Ellen Latzen was six years old when she played Dan Gallagher's daughter in Fatal Attraction.

Michael Douglas in 2015
DFree/Shutterstock

Fatal Attraction was the massive thriller hit of 1987. It stars Michael Douglas as lawyer Dan Gallagher, who has an ill-advised tryst with book editor Alex Forrest (Glenn Close) and then faces her wrath when she becomes determined to destroy his life and marriage to wife Beth (Anne Archer). The Adrian Lyne film made over $156 million worldwide at the box office and spent eight weeks at No. 1. In addition to being big with audiences, Fatal Attraction was nominated for six Academy Awards, including Best Picture. It also spawned memes before there was a word for them, with images of a knife-wielding Close becoming iconic and the phrase "bunny boiler" joining the lexicon.

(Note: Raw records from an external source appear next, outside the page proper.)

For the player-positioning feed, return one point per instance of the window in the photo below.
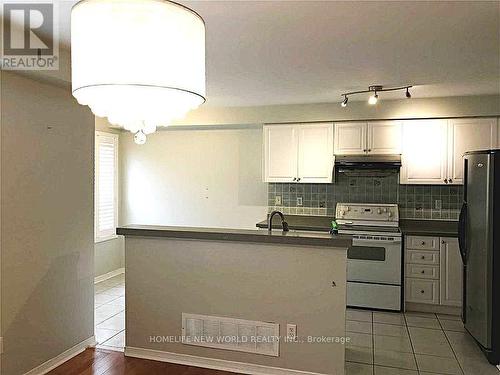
(106, 186)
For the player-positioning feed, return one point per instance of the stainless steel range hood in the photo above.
(375, 162)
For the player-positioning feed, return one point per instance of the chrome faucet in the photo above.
(284, 224)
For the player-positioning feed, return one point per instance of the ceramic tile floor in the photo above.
(109, 313)
(411, 344)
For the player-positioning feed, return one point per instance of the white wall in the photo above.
(208, 178)
(47, 148)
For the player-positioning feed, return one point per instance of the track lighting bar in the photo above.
(375, 89)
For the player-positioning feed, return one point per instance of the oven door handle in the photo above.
(375, 242)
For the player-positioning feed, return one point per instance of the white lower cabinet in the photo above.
(452, 273)
(422, 291)
(433, 270)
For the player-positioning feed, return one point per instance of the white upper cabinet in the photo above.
(298, 153)
(468, 135)
(424, 158)
(384, 137)
(315, 154)
(374, 138)
(280, 153)
(350, 138)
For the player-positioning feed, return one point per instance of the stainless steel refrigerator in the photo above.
(479, 240)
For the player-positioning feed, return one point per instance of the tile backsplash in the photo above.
(437, 202)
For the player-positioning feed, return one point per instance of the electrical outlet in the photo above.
(437, 204)
(291, 331)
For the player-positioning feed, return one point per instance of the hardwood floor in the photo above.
(104, 362)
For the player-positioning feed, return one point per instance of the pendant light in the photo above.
(140, 63)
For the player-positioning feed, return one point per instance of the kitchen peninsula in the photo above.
(207, 282)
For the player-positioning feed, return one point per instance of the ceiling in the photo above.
(288, 52)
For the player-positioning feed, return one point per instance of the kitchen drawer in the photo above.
(422, 291)
(421, 271)
(422, 243)
(422, 257)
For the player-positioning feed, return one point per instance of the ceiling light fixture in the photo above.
(373, 99)
(140, 63)
(375, 89)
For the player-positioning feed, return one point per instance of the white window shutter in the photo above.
(106, 189)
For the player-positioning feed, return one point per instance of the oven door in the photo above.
(374, 260)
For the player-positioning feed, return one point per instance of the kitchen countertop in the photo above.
(408, 226)
(429, 227)
(222, 234)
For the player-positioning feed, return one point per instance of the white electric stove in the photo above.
(374, 261)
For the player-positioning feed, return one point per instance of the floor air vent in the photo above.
(231, 334)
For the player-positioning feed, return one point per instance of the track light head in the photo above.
(373, 99)
(344, 102)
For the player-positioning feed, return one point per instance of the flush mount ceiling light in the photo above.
(140, 63)
(375, 89)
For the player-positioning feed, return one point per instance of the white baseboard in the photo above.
(109, 275)
(63, 357)
(437, 309)
(211, 363)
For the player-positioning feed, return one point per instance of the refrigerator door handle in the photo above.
(462, 233)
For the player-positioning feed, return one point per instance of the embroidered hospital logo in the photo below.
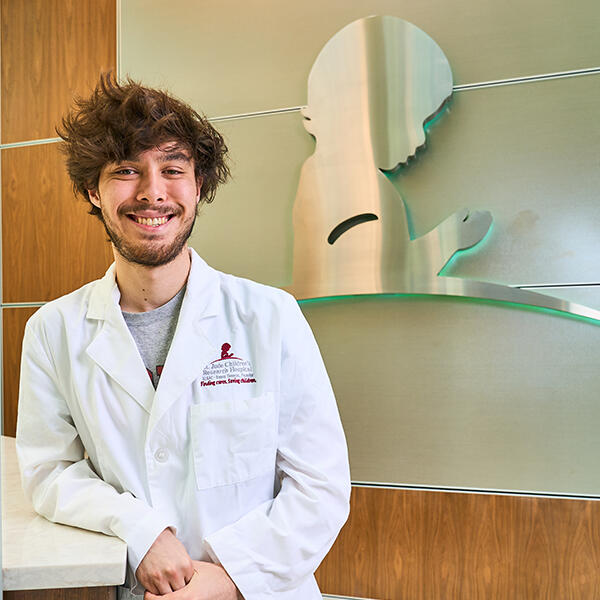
(227, 369)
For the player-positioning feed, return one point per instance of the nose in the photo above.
(151, 187)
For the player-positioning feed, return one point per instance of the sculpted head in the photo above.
(375, 84)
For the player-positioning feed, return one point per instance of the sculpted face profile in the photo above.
(371, 91)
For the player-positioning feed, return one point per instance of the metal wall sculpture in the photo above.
(371, 91)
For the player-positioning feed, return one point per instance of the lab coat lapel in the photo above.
(113, 348)
(190, 350)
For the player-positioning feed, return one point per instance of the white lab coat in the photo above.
(253, 475)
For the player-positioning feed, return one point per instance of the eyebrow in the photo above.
(177, 155)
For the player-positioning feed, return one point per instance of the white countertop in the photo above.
(38, 554)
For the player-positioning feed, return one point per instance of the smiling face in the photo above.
(148, 204)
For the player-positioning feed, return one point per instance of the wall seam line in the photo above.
(293, 109)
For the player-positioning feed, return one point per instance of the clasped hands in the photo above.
(168, 573)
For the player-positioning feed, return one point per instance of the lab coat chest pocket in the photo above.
(233, 440)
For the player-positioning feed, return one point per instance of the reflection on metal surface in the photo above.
(371, 90)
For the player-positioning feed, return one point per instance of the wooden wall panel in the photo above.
(51, 51)
(421, 545)
(13, 326)
(50, 245)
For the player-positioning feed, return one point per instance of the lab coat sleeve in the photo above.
(57, 479)
(276, 546)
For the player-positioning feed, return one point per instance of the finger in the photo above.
(178, 581)
(162, 587)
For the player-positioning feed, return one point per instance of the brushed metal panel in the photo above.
(449, 392)
(528, 153)
(248, 229)
(231, 57)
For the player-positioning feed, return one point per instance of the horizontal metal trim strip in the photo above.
(22, 304)
(293, 109)
(483, 491)
(334, 597)
(526, 79)
(543, 286)
(30, 143)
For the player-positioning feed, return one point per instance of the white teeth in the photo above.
(155, 222)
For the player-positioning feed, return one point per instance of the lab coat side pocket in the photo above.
(233, 440)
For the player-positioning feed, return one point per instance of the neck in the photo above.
(146, 288)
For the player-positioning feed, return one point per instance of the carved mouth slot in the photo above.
(348, 224)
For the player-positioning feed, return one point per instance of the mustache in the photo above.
(160, 209)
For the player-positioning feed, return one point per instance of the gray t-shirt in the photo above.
(153, 332)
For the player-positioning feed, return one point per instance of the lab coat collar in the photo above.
(115, 351)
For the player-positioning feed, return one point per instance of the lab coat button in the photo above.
(161, 455)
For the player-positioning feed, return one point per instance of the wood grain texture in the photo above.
(50, 245)
(13, 326)
(421, 545)
(97, 593)
(51, 51)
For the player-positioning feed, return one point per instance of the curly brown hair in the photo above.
(121, 120)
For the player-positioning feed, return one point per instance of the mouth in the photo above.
(150, 221)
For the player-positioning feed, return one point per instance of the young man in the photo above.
(184, 410)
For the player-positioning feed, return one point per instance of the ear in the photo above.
(199, 182)
(94, 197)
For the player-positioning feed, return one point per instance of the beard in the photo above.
(149, 253)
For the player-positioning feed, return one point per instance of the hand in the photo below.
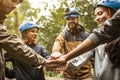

However, Fatal Attraction was apparently a bit of a nightmare behind the scenes, too. One potential director wanted to switch out the leading man, while producers didn't think they'd ever find a star who was willing to play the increasingly unhinged Alex. And even after those problems were solved, there were still challenges, including getting the right performance out of the child actor playing Dan and Beth's daughter, Ellen, in one of the movie's climactic final scenes. Read on to find out what now-grown-up Ellen Latzen had to say about Douglas shouting at her on set and how he made it up to her.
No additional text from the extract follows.